En ce qui concerne la situation de l'euro par rapport au dollar, le ministre français a également fait état d'une "appréciation unanime" des ministres: "La nécessité d'avoir une monnaie plus en ligne avec les fondamentaux de notre économie". Et M. Fabius d'expliquer: "Nous pensons, preuves à l'appui, que la croissance est forte et qu'elle va rester soutenue. Donc, le taux actuel de l'euro n'est pas en lignes avec les éléments fondamentaux de l'économie" de la zone euro. Pour M. Fabius, l'analyse de l'Eurogroupe n'a donc "pas varié depuis septembre et sa ligne de conduite non plus": A la question de savoir quelle serait, à ses yeux, la vraie valeur d'équilibre de l'euro, M. Fabius a indiqué s'être "toujours gardé de la définir à quelques cents près", préférant souligner que "tous, ministres et banquiers centraux", étaient d'accord pour juger qu'elle est "nettement plus haute que celle d'aujourd'hui", les "fondamentaux économiques militant en ce sens". A la question de savoir si une nouvelle intervention de la BCE sur les marchés était à l'ordre du jour, il a indiqué que ce type de décisions était par nature "imprévisible" dans la mesure où "pour être efficaces, elles ne doivent pas être prévues". Enfin, Laurent Fabius a indiqué que la BCE utilisait les taux d'intérêt pour lutter contre l'inflation, mais a estimé que "l'intérêt commun" était "en même temps que la croissance la plus forte possible soit préservée", un équilibre étant à trouver (ce qui n'est "jamais facile").
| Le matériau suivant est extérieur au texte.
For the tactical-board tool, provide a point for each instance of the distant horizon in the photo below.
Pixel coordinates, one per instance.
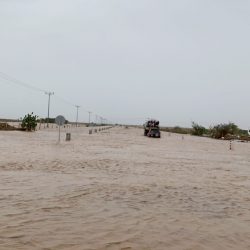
(125, 61)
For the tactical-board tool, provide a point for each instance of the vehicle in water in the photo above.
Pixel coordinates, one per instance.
(152, 129)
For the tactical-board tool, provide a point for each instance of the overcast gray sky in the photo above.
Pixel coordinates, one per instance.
(177, 61)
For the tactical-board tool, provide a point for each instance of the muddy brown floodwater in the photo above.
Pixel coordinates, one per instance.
(120, 190)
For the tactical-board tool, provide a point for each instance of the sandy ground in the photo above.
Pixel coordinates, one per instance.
(120, 190)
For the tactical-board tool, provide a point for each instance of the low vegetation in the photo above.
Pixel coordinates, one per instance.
(29, 122)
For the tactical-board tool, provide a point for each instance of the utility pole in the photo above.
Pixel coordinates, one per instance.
(89, 116)
(77, 108)
(49, 94)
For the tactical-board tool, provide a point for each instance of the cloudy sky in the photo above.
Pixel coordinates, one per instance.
(126, 60)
Situation des finances publiques. Pour Laurent Fabius, "il y a une réduction des déficits publics qui se poursuit à bon rythme". Mais "on peut espérer que ce rythme puisse encore s'amplifier", même s'il y a "déjà eu une amélioration importante". Les "éléments établis dans le Pacte de stabilité sont atteints", a confirmé le commissaire Pedro Solbes en précisant toutefois que la Commission insistait pour qu'on aille plus vite en utilisant les marges disponibles. D'autre part, a-t-il indiqué laconiquement, "nous avons fait certains commentaires sur les réductions d'impôts dans certains Etats membres". Il a précisé que la réduction des impôts: a) ne devait "jamais affecter le Pacte de stabilité". Dans les Etats membres qui n'ont pas encore une situation budgétaire saine, la réduction du déficit doit être le premier objectif") ; b) devait être "compensée par une réduction des dépenses ; c) ne peut être procyclique ; d) devrait être "cohérente avec la dette publique à long terme". M. Fabius a reconnu qu'il y avait eu "échange de vues" sur la progression des dépenses en volume prévue en France en 2001 et qu'il pouvait y avoir "diversité d'analyses", même s'il était d'accord avec le commissaire et beaucoup de ses collègues sur la nécessité d'être "très vigilant sur le plan des dépenses".

Préparation de l'euro pratique. Les ministres ont fait le point sur l'état des préparatifs et ont, a dit M. Fabius, admis que pas mal de progrès restaient à faire. Dans une déclaration commune sur les frais du basculement en euro, ils ont dit avoir pris en considération les requêtes formulées par plusieurs secteurs économiques, mais ont rétorqué à ces derniers que: i) la monnaie unique avait été introduite en vue d'entraîner des gains d'efficacité substantiels pour l'économie dans son ensemble, avec des retombées positives pour la croissance et l'emploi ; ii) ces bénéfices seront permanents, alors que les coûts du basculement seront ponctuels et relativement peu élevés par rapport aux gains prévisibles pour tous les secteurs économiques, lesquels devraient dès lors les considérer comme un investissement ; iii) ces coûts doivent, par conséquent, être pris en charge par les secteurs concernés ; iv) le secteur public assume ses propres charges qui sont significatives (production des billets et pièces, campagnes d'information, préparation des administrations…).